Purpose : The pathogenesis of dry AMD includes degeneration of the retinal pigment epithelium (RPE), that secondarily leads to loss of rods and cones (photoreceptors). RPE cells are constantly exposed to oxidative stress that could cause damage to cellular proteins, DNA, and lipids and evoke tissue deterioration during the aging process. The ubiquitin-proteasome and the lysosomal/autophagosomal pathways are the two major proteolytic systems that are responsible for removing damaged molecules. NRF-2 (nuclear factor-erythroid 2-related factor-2) and PGC-1α (peroxisome proliferator-activated receptor gamma coactivator-1 alpha) are master transcription factors in the regulation of proteins involved in cellular detoxification. In this study, we examined the role of NRF-2 and PGC-1α in the regulation of RPE cell structure and function by using global double knockout (dKO) mice.

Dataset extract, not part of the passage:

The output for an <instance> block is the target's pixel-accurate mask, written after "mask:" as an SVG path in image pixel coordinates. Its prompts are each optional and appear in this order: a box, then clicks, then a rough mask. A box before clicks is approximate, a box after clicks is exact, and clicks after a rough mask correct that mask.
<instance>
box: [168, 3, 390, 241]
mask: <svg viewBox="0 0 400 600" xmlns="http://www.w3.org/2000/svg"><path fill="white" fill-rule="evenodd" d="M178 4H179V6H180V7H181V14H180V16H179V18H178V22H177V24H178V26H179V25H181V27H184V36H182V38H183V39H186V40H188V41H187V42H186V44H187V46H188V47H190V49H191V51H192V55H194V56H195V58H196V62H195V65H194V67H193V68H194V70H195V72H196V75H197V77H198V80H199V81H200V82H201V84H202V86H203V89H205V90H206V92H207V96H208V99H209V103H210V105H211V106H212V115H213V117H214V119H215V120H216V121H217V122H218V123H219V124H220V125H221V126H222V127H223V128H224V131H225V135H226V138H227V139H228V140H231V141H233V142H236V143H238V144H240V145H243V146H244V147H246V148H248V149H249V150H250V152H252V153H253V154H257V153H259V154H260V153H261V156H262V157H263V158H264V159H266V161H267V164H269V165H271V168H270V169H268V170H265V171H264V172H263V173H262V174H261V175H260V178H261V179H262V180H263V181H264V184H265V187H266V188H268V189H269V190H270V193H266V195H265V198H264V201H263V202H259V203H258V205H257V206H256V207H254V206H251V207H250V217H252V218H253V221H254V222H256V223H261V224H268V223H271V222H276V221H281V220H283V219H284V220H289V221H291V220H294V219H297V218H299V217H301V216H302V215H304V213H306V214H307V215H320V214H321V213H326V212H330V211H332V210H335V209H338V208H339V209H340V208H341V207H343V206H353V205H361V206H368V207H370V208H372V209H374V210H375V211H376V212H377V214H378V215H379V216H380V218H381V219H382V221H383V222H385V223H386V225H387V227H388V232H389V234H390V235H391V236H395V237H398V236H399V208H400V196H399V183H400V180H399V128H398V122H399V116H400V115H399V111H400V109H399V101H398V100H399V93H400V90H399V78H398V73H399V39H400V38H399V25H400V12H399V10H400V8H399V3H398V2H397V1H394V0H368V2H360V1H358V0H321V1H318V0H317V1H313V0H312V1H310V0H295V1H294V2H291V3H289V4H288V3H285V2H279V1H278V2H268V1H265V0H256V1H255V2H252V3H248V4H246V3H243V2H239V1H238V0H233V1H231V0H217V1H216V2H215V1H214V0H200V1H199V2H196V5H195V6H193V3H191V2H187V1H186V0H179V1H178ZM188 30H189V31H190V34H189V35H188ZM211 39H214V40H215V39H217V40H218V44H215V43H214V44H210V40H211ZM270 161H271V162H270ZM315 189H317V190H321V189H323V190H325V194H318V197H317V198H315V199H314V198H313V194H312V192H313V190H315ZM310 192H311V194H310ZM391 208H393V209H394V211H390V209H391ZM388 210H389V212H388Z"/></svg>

Methods : Light, confocal, and electron microscopy were used to examine microscopic anatomy and age-related RPE degeneration. . Immunohistochemical methods were used to study markers of oxidative stress (4-HNE (4-hydroxynonenal)), endoplasmic reticulum stress (GRP78 (glucose-regulated protein 78) and ATF4 (activating transcription factor 4)), proteasome(ubiquitin), autophagy (p62/SQSTM1(sequestosome 1), Beclin-1 and LC3B (microtubule associated protein 1 light chain 3 beta)) and macrophages (Iba-1) . Micro-MRI imaging was performed to find possible macroscopic differences between the dKO and WT mice.

Results : The NRF-2/PGC-1α dKO mice showed significant age-related RPE degeneration, accumulation of the oxidative stress marker (4-HNE) as well as endoplasmic reticulum stress markers GRP78 and ATF4. Furthermore, levels of protein ubiquitination and autophagy markers p62/SQSTM1, Beclin-1 and LC3B were significantly increased together with Iba-1 (ionized calcium binding adaptor molecule 1) macrophage marker staining. RPE cell size was also increased, suggesting more cell death occurred in the dKO mouse.

Conclusions : The RPE degeneration/phenotype in the NRF-2/PGC-1α dKO mouse replicates key features of dry AMD and thus, may be a valuable model for investigating the mechanism behind development of dry AMD.

This is an abstract that was submitted for the 2018 ARVO Annual Meeting, held in Honolulu, Hawaii, April 29 - May 3, 2018.